Even so, the drums and trumpets resound in our hearts and the magnetic pull of the larger, public stage draws us away from the glory of God in the smaller, secret stage.
Because of this, we don’t spend time in prayer in the smaller, secret stage seeking God’s face. We don’t take care of ourselves physically, mentally, and emotionally. We sacrifice our spouse and children for “vocation and opportunity.” We grow disengaged with friends and relationships; all is sacrificed for the passing promises of the larger, public stages.
There is a better way.
In 1 Peter 3:18, Peter writes, “For Christ also suffered once for sins, the righteous for the unrighteous, that he might bring us to God.”
Jesus sacrificed Himself so that we could be brought to God. Jesus died so that we could have access to the smaller, secret stage where we experience the presence and the promise of the Father. He rose so that our hearts might enjoy the glory of God that keeps us rightly submitted to Him in the smaller, secret stage so that we can engage rightly in the larger, public stage.
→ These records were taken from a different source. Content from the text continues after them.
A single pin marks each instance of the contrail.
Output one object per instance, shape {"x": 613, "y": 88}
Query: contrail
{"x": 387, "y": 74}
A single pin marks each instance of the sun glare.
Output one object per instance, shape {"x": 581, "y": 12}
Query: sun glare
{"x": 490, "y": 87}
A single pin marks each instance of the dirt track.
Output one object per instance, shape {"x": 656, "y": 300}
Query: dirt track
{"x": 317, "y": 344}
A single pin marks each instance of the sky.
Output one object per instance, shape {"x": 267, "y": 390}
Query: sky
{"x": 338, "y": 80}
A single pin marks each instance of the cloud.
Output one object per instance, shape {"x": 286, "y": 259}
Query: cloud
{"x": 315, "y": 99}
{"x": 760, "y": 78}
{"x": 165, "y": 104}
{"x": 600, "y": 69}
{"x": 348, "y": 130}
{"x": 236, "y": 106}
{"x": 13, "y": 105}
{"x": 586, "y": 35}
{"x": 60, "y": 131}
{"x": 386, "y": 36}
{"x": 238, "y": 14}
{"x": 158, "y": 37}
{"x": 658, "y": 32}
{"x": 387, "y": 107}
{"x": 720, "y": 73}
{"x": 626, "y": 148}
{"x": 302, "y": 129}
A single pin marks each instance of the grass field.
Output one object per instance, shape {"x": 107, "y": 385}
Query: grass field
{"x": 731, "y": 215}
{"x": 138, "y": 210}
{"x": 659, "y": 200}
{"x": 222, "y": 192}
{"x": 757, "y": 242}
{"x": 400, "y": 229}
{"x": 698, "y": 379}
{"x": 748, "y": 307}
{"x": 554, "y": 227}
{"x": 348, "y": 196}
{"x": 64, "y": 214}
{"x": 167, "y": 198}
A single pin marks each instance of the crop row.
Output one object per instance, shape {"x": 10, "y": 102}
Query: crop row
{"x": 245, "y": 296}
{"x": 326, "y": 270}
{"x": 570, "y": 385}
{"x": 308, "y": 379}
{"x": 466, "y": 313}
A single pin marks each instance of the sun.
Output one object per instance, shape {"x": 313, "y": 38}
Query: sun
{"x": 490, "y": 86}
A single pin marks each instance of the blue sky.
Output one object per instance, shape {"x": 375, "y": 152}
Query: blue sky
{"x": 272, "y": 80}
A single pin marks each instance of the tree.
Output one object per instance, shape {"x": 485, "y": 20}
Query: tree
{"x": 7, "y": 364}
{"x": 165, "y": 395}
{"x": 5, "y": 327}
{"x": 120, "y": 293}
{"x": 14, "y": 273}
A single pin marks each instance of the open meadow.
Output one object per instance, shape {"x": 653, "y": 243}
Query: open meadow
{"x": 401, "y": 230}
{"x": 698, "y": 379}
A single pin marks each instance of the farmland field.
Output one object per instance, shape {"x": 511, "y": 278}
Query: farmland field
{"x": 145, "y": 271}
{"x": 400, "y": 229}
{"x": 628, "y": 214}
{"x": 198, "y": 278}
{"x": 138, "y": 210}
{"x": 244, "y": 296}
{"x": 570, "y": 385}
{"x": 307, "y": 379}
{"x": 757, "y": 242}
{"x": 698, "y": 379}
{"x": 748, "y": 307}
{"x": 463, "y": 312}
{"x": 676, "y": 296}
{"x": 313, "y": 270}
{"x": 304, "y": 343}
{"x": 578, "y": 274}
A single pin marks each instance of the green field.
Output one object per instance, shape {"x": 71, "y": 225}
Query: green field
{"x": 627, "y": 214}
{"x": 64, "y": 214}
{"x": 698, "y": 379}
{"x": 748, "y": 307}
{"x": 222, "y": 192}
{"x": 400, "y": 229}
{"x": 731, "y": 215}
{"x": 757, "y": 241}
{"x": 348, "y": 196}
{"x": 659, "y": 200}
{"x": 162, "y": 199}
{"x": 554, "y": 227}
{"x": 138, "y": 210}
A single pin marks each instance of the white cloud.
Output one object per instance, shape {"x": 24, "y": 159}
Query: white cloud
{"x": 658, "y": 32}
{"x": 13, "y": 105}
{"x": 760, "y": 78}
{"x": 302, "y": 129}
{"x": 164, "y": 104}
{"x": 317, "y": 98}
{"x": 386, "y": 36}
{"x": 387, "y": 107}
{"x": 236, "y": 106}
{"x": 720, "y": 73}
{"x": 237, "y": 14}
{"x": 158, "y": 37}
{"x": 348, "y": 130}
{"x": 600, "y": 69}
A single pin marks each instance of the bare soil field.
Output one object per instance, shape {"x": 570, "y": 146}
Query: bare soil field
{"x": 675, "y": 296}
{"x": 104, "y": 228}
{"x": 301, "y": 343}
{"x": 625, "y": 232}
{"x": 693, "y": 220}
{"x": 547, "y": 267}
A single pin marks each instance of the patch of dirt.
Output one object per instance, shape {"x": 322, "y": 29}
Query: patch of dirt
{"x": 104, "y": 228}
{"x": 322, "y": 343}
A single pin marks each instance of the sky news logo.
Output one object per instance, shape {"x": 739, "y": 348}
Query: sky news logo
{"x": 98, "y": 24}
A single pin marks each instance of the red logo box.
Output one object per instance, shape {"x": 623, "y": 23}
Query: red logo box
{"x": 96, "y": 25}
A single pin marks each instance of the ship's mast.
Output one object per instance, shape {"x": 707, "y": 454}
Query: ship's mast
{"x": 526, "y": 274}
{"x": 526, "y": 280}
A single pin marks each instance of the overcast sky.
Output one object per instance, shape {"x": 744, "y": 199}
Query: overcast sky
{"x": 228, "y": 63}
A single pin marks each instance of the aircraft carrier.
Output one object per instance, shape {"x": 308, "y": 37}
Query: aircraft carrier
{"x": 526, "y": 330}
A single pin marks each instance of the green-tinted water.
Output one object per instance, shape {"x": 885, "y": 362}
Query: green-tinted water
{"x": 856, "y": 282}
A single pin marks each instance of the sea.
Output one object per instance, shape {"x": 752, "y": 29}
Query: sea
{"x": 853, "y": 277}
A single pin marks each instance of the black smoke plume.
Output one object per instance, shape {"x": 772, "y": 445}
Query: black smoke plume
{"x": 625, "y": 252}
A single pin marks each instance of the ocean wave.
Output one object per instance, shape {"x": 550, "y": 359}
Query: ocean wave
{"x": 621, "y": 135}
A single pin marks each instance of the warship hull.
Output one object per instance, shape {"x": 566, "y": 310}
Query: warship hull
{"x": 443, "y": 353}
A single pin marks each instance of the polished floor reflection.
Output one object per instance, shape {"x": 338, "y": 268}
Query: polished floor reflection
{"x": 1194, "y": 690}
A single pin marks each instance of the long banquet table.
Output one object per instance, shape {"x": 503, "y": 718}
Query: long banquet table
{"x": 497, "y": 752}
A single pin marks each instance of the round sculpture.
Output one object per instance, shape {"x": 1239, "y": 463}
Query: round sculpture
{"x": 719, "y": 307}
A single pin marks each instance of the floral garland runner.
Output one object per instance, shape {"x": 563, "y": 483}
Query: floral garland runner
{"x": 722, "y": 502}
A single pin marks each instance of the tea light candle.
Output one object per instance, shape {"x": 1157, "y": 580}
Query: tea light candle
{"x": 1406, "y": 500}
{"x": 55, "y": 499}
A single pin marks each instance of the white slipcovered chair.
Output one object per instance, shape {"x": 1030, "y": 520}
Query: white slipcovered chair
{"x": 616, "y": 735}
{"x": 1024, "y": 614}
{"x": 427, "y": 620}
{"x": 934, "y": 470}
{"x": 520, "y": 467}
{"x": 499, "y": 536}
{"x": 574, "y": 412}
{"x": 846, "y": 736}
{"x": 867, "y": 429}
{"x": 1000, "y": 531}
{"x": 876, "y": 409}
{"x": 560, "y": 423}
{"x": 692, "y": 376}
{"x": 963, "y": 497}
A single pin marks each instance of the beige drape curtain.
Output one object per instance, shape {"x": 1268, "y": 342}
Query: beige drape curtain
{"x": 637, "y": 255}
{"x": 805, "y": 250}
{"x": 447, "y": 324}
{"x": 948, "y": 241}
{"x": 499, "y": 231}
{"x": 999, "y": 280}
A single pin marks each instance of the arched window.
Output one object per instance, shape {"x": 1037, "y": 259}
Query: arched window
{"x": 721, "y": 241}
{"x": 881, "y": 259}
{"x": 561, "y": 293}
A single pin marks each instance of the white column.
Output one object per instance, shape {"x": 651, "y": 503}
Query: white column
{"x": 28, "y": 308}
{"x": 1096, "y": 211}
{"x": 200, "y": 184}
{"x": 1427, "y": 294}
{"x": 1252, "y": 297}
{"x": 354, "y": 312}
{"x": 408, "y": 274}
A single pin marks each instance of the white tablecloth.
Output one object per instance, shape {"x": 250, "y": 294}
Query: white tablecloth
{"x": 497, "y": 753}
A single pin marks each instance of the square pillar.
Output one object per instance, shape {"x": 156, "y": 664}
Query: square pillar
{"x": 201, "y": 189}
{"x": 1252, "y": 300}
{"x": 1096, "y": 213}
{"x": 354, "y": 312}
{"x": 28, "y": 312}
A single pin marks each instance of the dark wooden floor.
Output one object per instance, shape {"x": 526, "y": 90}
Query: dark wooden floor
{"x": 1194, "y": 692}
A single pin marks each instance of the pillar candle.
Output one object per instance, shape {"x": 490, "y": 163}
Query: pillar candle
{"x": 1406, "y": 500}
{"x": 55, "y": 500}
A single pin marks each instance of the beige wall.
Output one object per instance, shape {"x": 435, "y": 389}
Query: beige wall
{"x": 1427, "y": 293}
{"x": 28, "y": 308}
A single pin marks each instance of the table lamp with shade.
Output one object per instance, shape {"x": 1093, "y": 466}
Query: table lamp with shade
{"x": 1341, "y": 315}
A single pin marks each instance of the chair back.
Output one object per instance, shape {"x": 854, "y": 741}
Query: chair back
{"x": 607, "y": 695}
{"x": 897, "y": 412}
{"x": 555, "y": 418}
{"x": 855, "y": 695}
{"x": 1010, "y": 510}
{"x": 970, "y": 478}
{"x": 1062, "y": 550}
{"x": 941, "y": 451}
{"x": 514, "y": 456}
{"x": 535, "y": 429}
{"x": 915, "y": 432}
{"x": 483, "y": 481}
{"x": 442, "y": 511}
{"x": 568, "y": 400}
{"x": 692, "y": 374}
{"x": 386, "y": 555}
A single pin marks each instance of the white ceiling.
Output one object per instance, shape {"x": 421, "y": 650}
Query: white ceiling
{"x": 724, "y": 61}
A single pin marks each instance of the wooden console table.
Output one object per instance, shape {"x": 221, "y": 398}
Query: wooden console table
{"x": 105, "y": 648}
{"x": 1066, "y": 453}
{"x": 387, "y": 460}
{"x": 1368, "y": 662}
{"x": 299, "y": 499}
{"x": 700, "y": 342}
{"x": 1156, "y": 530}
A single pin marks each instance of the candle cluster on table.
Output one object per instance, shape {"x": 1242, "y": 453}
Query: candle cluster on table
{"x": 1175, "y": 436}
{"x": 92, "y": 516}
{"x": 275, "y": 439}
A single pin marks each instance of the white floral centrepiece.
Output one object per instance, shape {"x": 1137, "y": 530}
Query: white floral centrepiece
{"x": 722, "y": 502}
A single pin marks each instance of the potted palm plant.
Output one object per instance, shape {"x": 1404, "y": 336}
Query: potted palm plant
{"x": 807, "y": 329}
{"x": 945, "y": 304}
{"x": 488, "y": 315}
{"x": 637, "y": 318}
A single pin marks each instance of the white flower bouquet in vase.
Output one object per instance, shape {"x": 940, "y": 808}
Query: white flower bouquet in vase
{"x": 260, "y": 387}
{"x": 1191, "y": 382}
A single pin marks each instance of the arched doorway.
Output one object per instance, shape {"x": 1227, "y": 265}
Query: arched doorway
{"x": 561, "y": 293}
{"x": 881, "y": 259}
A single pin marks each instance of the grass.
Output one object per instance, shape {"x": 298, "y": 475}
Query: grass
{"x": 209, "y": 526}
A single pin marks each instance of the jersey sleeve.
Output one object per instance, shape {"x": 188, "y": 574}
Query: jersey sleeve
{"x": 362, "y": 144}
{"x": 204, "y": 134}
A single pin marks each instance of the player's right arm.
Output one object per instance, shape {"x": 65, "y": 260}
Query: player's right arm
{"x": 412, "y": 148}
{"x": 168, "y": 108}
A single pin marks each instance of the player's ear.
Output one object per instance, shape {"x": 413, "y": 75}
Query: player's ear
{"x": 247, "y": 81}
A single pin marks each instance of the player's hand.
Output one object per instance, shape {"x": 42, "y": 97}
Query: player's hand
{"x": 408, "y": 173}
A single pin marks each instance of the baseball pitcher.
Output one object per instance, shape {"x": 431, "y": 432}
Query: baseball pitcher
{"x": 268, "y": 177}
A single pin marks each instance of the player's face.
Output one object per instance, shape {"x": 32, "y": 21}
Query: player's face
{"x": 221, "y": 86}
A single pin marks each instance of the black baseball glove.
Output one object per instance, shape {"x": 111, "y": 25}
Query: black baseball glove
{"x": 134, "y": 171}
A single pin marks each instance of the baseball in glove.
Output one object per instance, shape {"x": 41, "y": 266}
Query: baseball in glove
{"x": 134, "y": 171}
He suffered so that our hearts might gain the glory we crave and the grace that we need.
So, let’s be blood-bought people who prefer the smallest, secret place with our Father while we engage in the larger, public stage of vocation and opportunity. Let’s be people who both rejoice and relish what Jesus’ death secured for us so that as He sends us out in the larger, public place, we can go with hearts that are happily quiet in His presence, trusting His provision, and filled with satisfaction in His glory.
Rev. Brian Lowe is lead pastor of Exodus Church in Belmont, N.C. This article is used with permission.